I wish things had changed in the past 35 years, but nothing has.  If anything, it's worse.  The same straight bros are in charge.  Hacks are still given the keys to franchise films.  The common thread underneath everything is still homophobia and misogyny and that all comes up in this documentary.


Watching Scream Queen!, I became angry all over again.  I was angry that the director and writer of Freddy’s Revenge refused to acknowledge the queerness of their movie.  Only when it became cult and popular - only when the rumblings of queer horror fandom presented themselves in mainstream outlets like Buzzfeed and at ComicCon did they start to take credit for the film.  
Mark was left behind.

Scream, Queen! is a very good.  I wasn't expecting an Outfest movie to draw up so many emotions.  I wasn't expecting this film to be so layered and mature.  It doesn’t shy away from presenting Mark Patton as a complicated and messy figure.  As a result, it only makes him all the more admirable.  A true activist. 


Mark Patton, like Jesse, is a survivor of a lost generation.  I'm forty this year.  The entire generation of queer men that came before me, of which Mark is a part of, is dead and they died of AIDS.  That's a horror and a tragedy that no one can make sense of and it still resonates.   My generation had no mentors.  We had no one there to show us how to get older - how to end a shitty relationship or remain friends with an ex or how bad exfoliating scrubs actually are for our faces.  But Mark is still here.  He's still fighting and his story is far from over.

"I take the bricks that people throw at me and I make a firm foundation." -Mark Patton


I went to this film with no expectations and wound up an emotional mess by the end.  It hits hard.  

I didn't realize how much baggage we all carry around.  I wasn't expecting to see the director and screenwriter of Freddy's Revenge actively gaslighting Mark, thirty-five years later.  The casual homophobia in those moments is something I grapple with every single day in my job (working for a TV network) and I wasn't prepared for how viscerally I would react to seeing Mark Patton, someone I grew up admiring, put in that situation. 

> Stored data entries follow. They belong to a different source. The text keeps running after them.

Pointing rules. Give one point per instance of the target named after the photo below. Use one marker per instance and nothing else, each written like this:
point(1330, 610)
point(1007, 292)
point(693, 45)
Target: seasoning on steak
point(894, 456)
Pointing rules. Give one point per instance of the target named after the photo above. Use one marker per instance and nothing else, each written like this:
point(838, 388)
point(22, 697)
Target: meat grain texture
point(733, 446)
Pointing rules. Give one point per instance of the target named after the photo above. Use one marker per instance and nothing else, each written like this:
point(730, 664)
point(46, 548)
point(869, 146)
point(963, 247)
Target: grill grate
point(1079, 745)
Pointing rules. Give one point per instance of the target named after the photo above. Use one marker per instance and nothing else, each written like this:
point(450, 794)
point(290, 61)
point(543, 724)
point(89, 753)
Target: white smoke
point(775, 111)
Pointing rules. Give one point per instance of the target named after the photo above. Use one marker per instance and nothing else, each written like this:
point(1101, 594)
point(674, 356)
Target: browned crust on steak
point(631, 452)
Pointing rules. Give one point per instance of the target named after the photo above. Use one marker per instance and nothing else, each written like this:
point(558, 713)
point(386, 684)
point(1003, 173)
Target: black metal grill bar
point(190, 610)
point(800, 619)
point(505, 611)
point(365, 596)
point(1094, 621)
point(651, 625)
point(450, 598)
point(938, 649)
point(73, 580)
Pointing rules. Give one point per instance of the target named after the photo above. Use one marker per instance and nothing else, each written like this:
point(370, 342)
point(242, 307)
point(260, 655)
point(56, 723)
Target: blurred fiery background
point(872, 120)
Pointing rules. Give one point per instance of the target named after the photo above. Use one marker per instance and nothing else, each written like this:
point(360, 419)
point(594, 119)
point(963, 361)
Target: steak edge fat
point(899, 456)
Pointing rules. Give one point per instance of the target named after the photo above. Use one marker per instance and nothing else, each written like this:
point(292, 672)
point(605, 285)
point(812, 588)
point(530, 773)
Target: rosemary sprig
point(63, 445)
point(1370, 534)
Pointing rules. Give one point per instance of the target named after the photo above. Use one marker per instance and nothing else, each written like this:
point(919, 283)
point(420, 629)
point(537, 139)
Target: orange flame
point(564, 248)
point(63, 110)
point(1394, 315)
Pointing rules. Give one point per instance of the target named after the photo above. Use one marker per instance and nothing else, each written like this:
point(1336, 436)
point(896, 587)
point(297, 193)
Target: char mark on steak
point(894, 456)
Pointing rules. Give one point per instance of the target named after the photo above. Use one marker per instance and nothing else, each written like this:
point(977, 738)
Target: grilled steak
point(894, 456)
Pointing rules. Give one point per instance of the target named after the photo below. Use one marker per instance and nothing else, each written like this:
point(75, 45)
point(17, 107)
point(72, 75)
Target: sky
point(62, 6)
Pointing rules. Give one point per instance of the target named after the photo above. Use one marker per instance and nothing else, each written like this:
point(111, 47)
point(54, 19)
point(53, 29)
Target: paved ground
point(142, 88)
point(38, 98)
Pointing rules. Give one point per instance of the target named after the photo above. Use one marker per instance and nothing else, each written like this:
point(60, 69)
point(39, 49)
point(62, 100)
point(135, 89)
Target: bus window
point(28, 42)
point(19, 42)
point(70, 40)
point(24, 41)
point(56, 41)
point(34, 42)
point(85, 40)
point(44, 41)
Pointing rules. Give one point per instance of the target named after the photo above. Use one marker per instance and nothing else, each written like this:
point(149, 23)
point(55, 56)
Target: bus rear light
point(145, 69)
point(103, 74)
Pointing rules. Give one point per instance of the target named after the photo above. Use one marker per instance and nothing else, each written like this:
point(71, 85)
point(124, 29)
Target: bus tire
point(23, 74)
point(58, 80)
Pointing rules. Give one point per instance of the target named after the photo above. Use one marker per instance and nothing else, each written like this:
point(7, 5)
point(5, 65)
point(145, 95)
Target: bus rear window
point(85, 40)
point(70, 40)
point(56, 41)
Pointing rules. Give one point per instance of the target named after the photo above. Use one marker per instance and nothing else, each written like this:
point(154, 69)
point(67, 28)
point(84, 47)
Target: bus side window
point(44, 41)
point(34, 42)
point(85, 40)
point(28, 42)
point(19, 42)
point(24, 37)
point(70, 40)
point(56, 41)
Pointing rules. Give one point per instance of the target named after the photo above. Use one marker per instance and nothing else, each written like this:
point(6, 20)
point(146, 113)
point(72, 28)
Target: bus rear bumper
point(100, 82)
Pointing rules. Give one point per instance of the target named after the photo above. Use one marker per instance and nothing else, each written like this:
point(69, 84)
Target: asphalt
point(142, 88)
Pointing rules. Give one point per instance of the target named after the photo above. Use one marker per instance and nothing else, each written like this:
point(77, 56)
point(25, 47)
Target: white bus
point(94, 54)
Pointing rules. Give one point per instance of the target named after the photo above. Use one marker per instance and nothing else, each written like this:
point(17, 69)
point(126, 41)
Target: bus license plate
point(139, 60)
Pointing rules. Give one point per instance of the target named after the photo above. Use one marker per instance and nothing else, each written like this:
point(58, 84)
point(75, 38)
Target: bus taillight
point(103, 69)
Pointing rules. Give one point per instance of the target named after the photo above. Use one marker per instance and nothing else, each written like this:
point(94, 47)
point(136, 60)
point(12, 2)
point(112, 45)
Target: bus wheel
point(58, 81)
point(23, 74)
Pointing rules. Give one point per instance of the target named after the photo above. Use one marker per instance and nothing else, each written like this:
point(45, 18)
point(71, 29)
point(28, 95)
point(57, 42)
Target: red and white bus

This movie made me angry all over again, but it also made me hopeful for the future because there's strength in our solidarity as horror queers.  I never realized how being queer horror fans binds us all (you and me and Mark Patton).  This movie is about community and, even at my age and being the jaded queen, I am, I've never felt more seen or heard or represented.

Ten years ago, gay horror fans weren't a thing as far as Fangoria and Blumhouse were concerned, but thanks to folks like Brian Juergens and his Campblood.org and John&Lance at Kindertrauma.com and present day icons like Michael Varrati and his Dead for Filth podcast,  we're not in the shadows anymore.  

This movie made me feel like the last ten years have all been worth it.  
We're not alone.  We're not crazy.


FaggotyAss Shout-out to Robert Rusler who has an absolutely electric moment in the documentary as he comes to Mark Patton's defense when the shady director, once again, pretends he had no idea the movie was gay.  As if Vamp weren't enough!?  Talk about an ally.  
Your grapefruit basket is in the mail, Robert.

Secondary Shout-Out to Mark Patton bringing his purse out on stage with him for the Nightmare 2 reunion like Aretha Franklin.  Icon.